For instance, think about where your competitive edge will come from. For many entrepreneurs, it’s the assets you create, such as your original products or concepts. These are what makes a business unique, and they’re likely to be some of the most valuable assets you own. The purpose of this article is to ensure that you are well-versed in the safety of your company and what will soon become your intellectual property.
What intellectual property means for small businesses
Intellectual property (IP) is a form of intangible (i.e. non-physical) property. It refers to ‘creations of the mind’: inventions, industrial designs, names, written work, imagery, symbols, and a host of other items that are both unique and existing.
For instance, a simple idea for a new app is not IP. But the written plans for it, the prototype version, and the app itself are all IP assets. With any type of property ownership comes certain rights. It belongs to you, so you should control how it is used and who uses it. IP law might seem like a minefield at first glance but at heart, it’s about trying to ensure that these rights are recognised and respected. How this is done depends on the type of asset you are trying to protect.
To give you a better understanding of this, let’s take a closer look at the main categories of IP and what you need to do to protect your business.
A trademark is a unique means of identification relating to your business. It could consist of words, a symbol, sounds or colours, or perhaps a combination of any of these. It could even be your business name, the name of a particular product or service, a logo, or a marketing slogan. Nike’s trademark slogan ‘Just Do It’ and the Intel 4-note jingle are two great examples.
The easiest way to protect a trademark is by registering it with the UK Intellectual Property Office, which can be done online. Bear in mind that it must be distinctive and non-offensive, though. Beforehand, check the trademarks database to ensure that your intended trademark has not been taken already.

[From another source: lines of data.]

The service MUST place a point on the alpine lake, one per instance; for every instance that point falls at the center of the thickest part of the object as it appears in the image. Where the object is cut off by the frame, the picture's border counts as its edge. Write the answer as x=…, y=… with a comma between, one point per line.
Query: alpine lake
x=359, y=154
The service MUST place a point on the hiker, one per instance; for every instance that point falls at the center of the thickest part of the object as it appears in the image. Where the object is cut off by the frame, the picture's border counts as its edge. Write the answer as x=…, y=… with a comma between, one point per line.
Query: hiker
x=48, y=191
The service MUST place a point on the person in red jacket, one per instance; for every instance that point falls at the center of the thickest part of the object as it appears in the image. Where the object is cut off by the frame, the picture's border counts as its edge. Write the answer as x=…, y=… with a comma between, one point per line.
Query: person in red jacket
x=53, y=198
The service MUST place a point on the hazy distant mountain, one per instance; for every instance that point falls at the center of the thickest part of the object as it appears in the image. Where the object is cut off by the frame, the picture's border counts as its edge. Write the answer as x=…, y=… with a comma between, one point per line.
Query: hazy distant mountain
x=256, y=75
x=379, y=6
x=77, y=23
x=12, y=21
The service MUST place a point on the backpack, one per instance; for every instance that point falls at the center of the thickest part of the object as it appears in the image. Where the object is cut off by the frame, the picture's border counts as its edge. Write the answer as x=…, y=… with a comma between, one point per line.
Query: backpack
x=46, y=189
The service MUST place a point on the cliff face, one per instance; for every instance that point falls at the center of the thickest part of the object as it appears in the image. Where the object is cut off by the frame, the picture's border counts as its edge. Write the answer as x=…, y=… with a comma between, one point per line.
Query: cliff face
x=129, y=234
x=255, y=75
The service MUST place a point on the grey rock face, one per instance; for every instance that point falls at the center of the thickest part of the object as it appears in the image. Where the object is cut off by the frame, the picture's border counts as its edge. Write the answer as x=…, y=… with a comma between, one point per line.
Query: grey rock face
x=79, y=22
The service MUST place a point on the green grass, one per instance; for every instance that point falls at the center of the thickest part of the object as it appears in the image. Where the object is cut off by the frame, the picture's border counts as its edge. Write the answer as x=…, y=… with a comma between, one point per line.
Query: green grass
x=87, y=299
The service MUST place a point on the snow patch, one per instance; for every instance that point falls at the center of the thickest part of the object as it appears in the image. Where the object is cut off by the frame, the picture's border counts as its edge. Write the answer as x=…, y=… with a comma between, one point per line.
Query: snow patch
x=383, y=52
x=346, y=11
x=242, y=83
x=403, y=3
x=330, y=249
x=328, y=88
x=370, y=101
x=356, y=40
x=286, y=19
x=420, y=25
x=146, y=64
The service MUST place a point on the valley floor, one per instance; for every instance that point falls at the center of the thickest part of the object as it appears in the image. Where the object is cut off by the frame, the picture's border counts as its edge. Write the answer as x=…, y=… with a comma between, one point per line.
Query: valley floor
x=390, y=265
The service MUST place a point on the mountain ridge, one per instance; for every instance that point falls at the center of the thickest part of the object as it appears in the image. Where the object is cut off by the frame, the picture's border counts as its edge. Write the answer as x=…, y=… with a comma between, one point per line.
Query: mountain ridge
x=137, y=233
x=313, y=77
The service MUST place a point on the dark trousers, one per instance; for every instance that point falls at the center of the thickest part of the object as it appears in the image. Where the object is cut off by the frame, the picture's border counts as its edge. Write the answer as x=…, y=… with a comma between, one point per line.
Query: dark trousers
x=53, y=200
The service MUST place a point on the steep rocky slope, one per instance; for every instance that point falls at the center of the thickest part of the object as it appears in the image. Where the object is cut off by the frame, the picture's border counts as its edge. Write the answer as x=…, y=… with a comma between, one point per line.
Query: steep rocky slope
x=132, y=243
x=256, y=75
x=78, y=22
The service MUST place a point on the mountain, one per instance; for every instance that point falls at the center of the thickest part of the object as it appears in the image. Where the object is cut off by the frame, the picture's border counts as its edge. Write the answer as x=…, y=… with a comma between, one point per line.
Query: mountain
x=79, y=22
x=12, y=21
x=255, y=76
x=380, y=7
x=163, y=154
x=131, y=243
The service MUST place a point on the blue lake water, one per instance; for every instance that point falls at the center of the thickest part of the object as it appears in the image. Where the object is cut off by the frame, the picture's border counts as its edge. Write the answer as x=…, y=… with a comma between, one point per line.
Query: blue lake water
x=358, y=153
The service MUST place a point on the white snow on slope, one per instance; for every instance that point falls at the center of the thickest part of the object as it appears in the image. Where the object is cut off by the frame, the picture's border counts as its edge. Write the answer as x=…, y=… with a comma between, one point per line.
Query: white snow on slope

Once it is registered, you are entitled to put the ® symbol next to the protected mark to ward off possible imitators. You can also point to the fact of registration to prevent anyone else using the mark — or something very similar to it.
For any startup, the business name tends to come top of the list of assets to protect. Even if you are not ready to register a trademark, or to even begin trading just yet, it’s worth registering as a dormant company in that name. It’s quick, easy to do, and prevents anyone else doing it. Likewise, registering a domain name effectively reserves that website address for your use.
This relates to ‘inventions’. To qualify for a patent, an invention must be novel and have a commercial or industrial use. This could be a completely new product, for instance. It could also be a new method for creating a product or of achieving a certain end result such as a new manufacturing process.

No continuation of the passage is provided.